The committee's chairwoman Anne McIntosh said: "The volatility of worldwide and domestic milk markets is making financial planning and investment impossible for small-scale producers unable to hedge against changes beyond their control.
"The vast majority of dairy farmers fall outside the protection offered by the Groceries Code Adjudicator. She can only investigate complaints involving direct suppliers to the big 10 supermarkets and retailers, and as most milk production is small-scale, that excludes most dairy farmers.
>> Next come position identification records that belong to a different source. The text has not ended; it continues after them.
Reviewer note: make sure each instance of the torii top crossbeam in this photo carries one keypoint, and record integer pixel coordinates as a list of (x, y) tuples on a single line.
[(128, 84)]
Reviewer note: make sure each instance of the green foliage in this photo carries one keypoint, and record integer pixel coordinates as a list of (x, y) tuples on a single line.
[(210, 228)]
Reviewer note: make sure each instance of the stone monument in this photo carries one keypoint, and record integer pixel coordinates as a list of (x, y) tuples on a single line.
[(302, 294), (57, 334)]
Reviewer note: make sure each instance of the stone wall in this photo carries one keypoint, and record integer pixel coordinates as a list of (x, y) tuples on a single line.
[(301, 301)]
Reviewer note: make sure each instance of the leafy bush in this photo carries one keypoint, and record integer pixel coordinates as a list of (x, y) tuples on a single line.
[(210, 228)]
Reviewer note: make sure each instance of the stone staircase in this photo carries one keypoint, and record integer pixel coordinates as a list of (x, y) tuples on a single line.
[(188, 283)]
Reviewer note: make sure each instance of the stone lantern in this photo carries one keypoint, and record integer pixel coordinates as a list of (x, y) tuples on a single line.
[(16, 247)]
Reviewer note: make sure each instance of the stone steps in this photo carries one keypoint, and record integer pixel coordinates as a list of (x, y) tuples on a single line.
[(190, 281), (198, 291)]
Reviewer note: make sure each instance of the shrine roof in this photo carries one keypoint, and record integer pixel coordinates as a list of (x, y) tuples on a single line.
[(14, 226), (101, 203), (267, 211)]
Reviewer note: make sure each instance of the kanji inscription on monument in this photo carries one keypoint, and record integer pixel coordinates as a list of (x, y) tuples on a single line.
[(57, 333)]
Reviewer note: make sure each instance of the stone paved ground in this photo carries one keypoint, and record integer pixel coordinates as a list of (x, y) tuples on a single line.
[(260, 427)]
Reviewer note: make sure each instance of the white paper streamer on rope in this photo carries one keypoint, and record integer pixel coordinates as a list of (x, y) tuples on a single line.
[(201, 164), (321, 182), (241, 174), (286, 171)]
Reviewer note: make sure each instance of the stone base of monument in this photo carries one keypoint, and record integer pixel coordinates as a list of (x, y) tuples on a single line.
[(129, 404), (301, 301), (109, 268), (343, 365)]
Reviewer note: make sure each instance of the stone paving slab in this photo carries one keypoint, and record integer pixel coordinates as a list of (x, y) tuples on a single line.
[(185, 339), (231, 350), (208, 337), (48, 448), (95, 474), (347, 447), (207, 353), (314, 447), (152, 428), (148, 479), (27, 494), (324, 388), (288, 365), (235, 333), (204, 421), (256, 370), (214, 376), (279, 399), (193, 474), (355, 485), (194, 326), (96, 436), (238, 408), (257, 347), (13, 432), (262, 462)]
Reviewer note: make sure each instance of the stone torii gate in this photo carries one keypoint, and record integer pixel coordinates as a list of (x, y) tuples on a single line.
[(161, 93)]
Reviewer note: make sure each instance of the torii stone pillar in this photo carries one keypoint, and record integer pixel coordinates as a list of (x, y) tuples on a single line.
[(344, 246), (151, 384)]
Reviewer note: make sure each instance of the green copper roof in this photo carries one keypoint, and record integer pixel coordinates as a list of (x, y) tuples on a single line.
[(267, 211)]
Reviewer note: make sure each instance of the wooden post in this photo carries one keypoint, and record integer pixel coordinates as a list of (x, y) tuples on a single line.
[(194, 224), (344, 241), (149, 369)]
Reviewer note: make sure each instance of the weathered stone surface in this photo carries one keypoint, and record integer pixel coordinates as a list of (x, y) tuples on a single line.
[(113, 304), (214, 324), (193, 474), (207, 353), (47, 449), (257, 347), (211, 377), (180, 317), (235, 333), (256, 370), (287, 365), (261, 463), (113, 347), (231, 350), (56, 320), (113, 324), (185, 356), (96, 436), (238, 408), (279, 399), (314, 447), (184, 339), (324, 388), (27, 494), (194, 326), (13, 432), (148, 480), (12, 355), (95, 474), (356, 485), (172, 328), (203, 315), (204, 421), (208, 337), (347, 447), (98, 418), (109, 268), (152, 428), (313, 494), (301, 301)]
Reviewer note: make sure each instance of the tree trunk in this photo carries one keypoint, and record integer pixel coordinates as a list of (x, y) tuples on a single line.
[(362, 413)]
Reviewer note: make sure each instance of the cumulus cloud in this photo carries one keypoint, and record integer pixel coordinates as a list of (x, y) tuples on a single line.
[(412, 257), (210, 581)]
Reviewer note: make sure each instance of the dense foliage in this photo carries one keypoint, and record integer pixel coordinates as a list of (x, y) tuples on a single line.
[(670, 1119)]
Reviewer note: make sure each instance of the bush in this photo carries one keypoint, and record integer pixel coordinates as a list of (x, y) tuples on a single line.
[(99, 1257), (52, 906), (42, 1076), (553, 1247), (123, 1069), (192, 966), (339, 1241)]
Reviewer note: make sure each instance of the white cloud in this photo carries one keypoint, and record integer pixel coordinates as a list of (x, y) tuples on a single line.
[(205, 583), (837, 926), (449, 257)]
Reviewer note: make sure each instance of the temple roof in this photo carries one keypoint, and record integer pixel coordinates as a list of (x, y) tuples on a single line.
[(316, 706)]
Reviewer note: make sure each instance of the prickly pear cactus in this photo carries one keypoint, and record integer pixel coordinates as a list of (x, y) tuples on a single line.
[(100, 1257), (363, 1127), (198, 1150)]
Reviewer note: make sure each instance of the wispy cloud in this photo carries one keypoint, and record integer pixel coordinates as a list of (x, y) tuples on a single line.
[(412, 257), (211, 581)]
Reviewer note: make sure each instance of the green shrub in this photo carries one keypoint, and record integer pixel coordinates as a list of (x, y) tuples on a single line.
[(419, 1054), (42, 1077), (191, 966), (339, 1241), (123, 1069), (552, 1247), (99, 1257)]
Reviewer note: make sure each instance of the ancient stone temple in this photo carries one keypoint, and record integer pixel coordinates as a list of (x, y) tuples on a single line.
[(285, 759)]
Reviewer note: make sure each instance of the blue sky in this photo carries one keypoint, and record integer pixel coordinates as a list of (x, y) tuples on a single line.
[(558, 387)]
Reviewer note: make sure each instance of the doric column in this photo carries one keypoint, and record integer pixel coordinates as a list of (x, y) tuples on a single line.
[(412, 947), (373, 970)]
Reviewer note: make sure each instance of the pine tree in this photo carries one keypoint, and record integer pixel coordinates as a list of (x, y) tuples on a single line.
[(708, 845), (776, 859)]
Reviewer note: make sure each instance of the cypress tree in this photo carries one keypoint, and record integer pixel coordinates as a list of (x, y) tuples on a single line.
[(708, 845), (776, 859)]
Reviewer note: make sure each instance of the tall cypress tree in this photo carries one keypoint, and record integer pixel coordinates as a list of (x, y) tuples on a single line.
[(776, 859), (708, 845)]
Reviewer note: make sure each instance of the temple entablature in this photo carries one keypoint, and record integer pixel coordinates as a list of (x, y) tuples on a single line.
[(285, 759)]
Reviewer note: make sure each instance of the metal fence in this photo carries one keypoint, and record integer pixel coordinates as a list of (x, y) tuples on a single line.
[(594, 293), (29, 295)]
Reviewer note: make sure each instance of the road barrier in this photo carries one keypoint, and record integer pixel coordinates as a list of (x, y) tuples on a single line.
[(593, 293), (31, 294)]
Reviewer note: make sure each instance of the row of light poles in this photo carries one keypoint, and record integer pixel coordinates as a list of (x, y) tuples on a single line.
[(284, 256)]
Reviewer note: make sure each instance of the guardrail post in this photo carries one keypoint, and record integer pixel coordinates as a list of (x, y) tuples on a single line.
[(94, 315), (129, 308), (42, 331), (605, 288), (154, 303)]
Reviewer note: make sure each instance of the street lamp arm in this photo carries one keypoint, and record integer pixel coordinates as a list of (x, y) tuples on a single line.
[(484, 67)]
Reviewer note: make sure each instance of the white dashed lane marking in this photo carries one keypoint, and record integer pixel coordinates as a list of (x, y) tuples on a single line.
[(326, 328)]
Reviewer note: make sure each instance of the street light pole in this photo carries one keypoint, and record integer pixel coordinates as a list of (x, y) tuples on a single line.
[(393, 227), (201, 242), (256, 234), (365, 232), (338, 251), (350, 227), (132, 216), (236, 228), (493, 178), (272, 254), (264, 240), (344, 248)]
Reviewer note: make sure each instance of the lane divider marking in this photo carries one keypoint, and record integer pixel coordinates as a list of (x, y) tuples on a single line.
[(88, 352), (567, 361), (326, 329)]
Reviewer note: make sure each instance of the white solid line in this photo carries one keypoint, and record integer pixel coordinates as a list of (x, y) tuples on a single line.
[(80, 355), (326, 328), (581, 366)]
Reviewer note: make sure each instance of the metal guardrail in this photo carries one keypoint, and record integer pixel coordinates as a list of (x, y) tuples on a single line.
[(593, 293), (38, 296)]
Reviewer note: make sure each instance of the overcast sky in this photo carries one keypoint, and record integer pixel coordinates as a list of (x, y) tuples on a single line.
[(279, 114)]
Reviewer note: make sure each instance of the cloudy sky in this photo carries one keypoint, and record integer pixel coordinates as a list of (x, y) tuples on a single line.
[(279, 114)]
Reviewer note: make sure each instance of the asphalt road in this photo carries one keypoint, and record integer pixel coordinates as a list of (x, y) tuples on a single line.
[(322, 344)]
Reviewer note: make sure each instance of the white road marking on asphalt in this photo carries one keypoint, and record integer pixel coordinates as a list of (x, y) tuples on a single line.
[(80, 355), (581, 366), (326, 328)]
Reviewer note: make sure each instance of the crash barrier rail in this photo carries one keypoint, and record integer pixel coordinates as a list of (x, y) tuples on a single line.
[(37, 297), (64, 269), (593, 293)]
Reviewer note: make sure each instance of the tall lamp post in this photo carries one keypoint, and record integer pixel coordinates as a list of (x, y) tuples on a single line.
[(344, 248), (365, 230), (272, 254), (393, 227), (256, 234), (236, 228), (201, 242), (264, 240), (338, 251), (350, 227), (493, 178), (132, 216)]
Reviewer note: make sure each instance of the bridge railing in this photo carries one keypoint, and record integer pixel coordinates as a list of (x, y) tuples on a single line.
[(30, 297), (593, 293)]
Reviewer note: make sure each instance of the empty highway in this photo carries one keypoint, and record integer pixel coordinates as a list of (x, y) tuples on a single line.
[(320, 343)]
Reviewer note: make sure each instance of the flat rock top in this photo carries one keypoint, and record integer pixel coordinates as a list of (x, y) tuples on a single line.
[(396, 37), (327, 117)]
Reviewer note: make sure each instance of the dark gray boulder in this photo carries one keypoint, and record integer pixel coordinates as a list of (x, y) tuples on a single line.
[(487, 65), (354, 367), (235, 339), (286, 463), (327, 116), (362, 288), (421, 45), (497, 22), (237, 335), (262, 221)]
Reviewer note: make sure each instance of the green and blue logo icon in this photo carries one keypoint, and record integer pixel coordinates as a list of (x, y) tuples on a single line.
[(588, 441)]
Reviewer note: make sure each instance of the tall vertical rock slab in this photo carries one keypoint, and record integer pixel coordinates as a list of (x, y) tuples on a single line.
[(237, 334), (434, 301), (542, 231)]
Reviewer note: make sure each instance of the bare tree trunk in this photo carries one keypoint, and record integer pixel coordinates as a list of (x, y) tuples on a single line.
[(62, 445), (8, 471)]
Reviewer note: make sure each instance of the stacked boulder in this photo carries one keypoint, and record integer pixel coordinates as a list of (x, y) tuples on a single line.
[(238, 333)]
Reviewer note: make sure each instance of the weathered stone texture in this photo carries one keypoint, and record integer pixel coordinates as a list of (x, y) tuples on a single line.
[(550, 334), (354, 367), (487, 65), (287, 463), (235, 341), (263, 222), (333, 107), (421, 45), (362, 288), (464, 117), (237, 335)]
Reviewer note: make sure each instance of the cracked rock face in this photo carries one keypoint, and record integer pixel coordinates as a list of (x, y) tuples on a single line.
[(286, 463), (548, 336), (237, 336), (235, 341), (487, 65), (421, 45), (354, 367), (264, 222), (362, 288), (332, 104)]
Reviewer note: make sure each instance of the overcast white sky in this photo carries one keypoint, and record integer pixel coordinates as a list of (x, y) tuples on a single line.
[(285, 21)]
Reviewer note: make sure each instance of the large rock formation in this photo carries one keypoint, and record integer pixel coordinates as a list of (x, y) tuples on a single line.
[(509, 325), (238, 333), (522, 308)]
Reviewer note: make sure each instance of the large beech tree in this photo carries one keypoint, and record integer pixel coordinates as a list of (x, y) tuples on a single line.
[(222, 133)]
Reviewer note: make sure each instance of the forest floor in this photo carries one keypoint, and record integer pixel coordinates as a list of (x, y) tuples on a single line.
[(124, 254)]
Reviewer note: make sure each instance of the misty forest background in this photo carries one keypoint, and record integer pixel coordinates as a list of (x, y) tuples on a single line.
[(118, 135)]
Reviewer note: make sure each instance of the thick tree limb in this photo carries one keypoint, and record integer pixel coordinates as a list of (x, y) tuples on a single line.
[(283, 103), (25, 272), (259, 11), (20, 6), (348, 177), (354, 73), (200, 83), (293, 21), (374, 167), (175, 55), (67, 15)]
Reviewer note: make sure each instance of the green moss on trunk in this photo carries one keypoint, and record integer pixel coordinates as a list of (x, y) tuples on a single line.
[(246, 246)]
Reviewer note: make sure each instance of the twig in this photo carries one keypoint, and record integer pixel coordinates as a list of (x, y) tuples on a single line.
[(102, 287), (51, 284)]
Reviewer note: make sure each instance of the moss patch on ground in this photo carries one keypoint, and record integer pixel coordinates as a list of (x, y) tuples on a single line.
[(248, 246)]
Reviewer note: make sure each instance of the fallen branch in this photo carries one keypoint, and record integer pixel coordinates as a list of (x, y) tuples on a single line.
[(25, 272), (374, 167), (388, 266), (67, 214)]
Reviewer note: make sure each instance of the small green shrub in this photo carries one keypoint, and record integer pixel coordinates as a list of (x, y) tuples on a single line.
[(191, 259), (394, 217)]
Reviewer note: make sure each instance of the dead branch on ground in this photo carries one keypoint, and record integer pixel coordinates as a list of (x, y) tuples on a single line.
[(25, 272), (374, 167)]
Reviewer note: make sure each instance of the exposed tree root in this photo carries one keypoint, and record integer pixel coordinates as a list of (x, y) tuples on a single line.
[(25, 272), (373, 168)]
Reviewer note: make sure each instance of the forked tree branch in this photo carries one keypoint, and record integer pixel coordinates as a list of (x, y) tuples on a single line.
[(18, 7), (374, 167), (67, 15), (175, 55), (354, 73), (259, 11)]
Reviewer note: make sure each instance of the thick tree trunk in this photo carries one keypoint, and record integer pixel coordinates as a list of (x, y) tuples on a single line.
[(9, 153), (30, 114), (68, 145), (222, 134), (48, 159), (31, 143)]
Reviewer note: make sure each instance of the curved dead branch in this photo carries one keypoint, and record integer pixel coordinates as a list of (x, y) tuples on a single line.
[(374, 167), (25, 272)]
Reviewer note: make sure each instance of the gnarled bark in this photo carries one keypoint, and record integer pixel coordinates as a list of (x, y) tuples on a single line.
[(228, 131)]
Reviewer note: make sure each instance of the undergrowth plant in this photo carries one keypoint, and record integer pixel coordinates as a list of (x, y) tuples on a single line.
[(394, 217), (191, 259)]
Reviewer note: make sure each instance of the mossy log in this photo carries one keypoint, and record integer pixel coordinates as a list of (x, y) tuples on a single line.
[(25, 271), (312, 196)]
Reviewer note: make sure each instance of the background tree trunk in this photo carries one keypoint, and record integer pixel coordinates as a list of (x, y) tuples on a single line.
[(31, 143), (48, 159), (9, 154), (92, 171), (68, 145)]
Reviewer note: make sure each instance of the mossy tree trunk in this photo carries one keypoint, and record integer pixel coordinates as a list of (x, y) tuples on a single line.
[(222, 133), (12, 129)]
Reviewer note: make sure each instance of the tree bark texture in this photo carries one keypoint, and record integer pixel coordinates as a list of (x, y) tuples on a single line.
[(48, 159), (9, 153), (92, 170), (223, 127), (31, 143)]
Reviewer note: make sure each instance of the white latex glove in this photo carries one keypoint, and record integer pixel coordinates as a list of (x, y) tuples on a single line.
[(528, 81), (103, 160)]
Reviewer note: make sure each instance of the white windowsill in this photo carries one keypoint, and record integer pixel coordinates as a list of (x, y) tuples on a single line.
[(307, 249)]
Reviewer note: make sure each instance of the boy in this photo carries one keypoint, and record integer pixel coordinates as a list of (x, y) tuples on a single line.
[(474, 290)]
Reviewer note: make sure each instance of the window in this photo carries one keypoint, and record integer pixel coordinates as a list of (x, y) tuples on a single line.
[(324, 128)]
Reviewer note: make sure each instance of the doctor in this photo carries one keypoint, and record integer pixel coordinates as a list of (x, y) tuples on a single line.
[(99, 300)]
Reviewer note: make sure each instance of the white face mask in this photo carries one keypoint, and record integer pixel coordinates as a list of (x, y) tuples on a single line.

The Efra committee thought that was wrong when the GCA was set up in 2013, and events since then justify our view that her remit should be extended to include small-scale suppliers, whether or not they have a direct relationship with the ultimate seller of their produce."
She also said the committee was "shocked" to learn that the adjudicator was still unable to levy fines on retailers because the Government had not yet set the level of fine she could seek, and called for the power to be activated before the general election.
In a report on dairy prices, the MPs also called on farmers to consider forming "producer organisations" to increase their clout in the market.
A Government spokesman said: "We understand the concerns of British farmers over the current pressures on milk prices caused by the volatility of the global market and we are doing all we can to help manage this. This includes giving dairy farmers the opportunity to unite in producer organisations so they have greater clout in the marketplace. We have also brokered a dairy industry code of practice on contractual relationships to improve transparency and give farmers a fairer deal, which now covers 85% of UK dairy production."
He added that it was important to remember that the long-term prospects for the dairy industry were good.
"We are helping the dairy industry to take advantage of opportunities such as opening new export markets and pushing for better country of origin labelling for British dairy products. We strongly support the work of the Groceries Code Adjudicator. Its jurisdiction is currently limited to the scope of the Groceries Supply Code of Practice, and does not cover pricing - which is the responsibility of the Competition and Markets Authority. There will be a statutory review of the GCA next year."